By default, the bins with a zero count are skipped. This can be changed with the f switch.

dump

The dump subcommand outputs a list of all the k-mers in the file associated with their count. By default, the output is in FASTA format, where the header line contains the count of the k-mer and the sequence part is the sequence of the k-mer. This format has the advantage that the output contains the sequence of $k$-mers and can be directly fed into another program expecting the very common FASTA format. A more convenient column format (for human beings) is selected with the -c switch.

Low frequency and high frequency k-mers can be skipped with the -L and -U switches respectively.

In the output of the dump subcommand, the k-mers are sorted according to the hash function used by Jellyfish. The output can be considered to be "fairly pseudo-random". By "fairly" we mean that NO guarantee is made about the actual randomness of this order, it is just good enough for the hash table to work properly. And by "pseudo-random" we mean that the order is actually deterministic: given the same hash function, the output will be always the same and two different files generated with the same hash function can be merged easily.

query

The query subcommand outputs the k-mers and their counts for some subset of k-mers. It will outputs the counts of all the k-mers passed on the command line or of all the k-mers in the sequence read from the FASTA or FASTQ formatted file passed to the switch -s (this switch can be given multiple times).

info

The info subcommand outputs some information about the jellyfish file and the command used to generated it, in which directory and at what time the command was run. Hopefully, the information given should be enough to rerun jellyfish under the same conditions and reproduce the output file. In particular, the -c switch outputs the command, properly escaped and ready to run in a shell.

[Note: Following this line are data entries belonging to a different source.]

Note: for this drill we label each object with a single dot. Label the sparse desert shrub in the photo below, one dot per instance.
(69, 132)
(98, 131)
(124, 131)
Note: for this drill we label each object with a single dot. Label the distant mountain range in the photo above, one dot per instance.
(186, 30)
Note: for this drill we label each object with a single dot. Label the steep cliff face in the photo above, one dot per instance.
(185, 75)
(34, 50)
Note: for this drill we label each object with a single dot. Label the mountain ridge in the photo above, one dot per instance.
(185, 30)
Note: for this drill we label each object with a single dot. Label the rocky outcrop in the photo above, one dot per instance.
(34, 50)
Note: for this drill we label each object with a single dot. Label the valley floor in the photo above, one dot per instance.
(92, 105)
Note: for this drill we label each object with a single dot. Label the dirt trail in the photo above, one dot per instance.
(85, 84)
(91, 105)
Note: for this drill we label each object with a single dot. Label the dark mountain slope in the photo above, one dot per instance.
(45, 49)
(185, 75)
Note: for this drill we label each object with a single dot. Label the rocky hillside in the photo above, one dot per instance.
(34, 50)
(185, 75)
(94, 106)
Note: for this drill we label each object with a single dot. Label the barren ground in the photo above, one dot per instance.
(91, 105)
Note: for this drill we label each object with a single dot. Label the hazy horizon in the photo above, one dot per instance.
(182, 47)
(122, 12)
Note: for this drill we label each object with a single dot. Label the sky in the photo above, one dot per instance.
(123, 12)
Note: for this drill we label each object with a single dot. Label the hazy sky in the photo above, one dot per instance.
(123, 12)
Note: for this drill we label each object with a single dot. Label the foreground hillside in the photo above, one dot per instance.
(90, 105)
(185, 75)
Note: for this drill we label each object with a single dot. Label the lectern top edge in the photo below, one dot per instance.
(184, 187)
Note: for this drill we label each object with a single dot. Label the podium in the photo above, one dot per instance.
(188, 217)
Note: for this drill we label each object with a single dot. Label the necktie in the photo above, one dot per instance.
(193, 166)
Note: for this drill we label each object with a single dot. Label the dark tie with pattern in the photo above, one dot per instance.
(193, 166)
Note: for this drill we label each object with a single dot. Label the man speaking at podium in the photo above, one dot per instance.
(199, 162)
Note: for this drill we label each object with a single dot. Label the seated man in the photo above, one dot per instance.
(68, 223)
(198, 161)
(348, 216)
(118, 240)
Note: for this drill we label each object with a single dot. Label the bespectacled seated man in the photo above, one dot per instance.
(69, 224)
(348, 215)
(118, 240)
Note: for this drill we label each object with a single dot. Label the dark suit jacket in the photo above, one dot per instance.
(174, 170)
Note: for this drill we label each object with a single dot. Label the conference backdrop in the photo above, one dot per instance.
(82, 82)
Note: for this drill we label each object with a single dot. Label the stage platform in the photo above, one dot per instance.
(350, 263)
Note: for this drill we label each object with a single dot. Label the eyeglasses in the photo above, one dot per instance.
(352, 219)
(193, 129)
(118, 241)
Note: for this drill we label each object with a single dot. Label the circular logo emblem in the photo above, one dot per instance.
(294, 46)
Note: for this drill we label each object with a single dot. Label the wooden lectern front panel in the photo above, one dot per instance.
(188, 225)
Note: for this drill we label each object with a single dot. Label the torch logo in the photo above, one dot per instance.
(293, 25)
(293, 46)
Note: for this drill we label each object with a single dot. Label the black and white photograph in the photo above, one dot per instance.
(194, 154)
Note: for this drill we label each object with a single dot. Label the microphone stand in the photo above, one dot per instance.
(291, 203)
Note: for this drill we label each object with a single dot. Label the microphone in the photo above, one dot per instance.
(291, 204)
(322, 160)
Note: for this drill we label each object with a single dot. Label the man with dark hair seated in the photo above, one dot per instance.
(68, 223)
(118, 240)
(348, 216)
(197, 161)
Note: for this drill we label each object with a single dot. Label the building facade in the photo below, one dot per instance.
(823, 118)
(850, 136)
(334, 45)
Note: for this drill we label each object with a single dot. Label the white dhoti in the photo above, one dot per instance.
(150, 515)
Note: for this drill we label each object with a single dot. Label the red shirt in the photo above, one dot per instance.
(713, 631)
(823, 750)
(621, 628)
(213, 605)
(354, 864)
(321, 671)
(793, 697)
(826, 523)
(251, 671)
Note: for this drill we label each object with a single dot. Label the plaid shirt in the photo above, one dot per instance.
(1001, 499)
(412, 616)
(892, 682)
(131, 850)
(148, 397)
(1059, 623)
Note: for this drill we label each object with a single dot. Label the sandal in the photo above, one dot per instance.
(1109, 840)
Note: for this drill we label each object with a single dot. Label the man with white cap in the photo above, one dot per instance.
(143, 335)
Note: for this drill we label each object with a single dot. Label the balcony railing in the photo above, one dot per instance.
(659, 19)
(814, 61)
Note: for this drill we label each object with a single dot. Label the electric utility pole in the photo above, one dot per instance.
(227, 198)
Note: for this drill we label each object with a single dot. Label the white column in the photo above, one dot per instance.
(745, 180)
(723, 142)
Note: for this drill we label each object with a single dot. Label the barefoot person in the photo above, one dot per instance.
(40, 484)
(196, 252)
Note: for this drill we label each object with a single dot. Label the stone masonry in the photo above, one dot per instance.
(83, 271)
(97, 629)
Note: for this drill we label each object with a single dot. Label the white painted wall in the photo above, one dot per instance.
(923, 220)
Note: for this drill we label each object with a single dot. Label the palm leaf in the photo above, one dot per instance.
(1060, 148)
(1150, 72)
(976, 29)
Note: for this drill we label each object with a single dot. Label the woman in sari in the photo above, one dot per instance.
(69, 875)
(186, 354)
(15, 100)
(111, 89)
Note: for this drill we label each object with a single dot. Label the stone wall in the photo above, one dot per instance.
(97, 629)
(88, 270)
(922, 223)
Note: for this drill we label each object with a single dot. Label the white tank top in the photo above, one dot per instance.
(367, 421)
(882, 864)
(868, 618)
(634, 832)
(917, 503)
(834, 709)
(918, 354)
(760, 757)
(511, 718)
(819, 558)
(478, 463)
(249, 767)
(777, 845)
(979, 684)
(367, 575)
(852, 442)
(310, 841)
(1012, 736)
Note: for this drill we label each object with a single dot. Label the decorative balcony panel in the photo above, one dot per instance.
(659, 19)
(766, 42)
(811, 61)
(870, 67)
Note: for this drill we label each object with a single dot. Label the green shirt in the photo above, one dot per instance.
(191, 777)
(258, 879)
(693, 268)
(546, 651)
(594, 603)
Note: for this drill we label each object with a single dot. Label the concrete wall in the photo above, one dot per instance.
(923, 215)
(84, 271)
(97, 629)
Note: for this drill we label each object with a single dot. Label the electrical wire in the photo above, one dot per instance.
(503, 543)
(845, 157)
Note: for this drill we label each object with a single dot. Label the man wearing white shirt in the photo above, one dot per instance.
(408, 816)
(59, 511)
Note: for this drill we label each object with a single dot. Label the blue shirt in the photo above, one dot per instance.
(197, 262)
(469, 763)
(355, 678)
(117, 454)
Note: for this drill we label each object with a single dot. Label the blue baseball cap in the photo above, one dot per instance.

The header is saved in JSON format and contains more information than is written by the default. The full header in JSON format can be written out using the -j switch.

merge

The merge subcommand is of little direct use with version version 2 of Jellyfish. When intermediary files were written to disk, because not all k-mers would fit in memory, they can be merged into one file containing the final result with the merge subcommand. The count subcommand will merge intermediary files automatically as needed.

stats

The stats subcommand computes some statistics about the mers. Although these statistics could be computed from the histogram, it provides quick summary information. The fields are:

  • Unique: The number of k-mer occuring exactly once
  • Distinct: The number of k-mers, ignoring their multiplicity (i.e.the cardinality of the set of $k$-mers)
  • Total: The number of k-mers with multiplicity (i.e.the sum of the number of occurence of all the mers)
  • Max_count: The maximum of the number of occurrences

mem

The mem subcommand shows how much memory a count subcommand will need or conversely how large of a hash size will fit in a given amount of memory.

cite

The cite subcommand prints the citation for the jellyfish paper. With the -b, it is formatted in Bibtex format. How convenient!